# Yellow perch



## 1david (Jan 21, 2016)

So what we thinking on spawn this year? Late February? march? late march? Havnt fish yellows in awhile and want another crack at it.
Hoping i can get my kayak to float going to try to see if i can catch a yellow by wayson again.. or may try by jackson landing and go out into jug bay if we get warmer weather.


----------



## Big Rad (May 19, 2003)

Spawn is happening as I type this! DNR has placed access control and signage at spawning locations.


----------



## 1david (Jan 21, 2016)

that good i swear wayson going to be pack.

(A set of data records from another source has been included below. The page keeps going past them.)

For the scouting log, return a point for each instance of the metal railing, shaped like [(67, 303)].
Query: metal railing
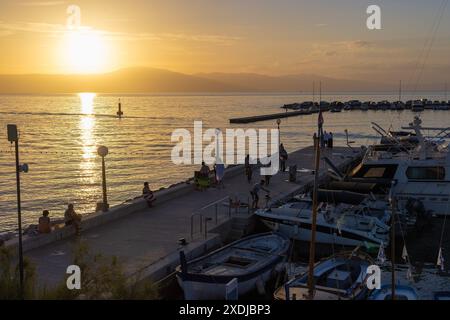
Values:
[(213, 212)]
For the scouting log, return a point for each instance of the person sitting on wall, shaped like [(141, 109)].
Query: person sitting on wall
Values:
[(204, 170), (254, 192), (72, 218), (44, 223), (148, 195)]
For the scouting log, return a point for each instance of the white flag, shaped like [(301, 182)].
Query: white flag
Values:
[(440, 262), (405, 254), (381, 256)]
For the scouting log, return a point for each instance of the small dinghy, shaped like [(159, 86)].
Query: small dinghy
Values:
[(251, 261), (401, 293), (340, 277)]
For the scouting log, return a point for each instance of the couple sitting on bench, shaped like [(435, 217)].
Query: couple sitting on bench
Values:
[(204, 178)]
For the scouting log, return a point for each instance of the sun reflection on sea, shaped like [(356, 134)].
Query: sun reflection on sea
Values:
[(87, 102), (88, 142)]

Jackson landing might be decent spot with kayak and paddle up couplw miles and see if they still bitting.


----------



## Kevin Carter (Nov 19, 2015)

They are spawing now. I fished the Choptank yesterday and they were there


----------



## andypat (Jan 7, 2004)

Kevin Carter said:


> They are spawing now. I fished the Choptank yesterday and they were there


In boat or from shore?


----------



## Kevin Carter (Nov 19, 2015)

andypat said:


> In boat or from shore?


I was fishing from the shore


----------



## Danta (Sep 22, 2015)

thanks for the info. i hope to be out there in a few weeks myself


----------



## 1david (Jan 21, 2016)

i might be hitting it up in morning trying some jigs or spinner see if anything bites...


----------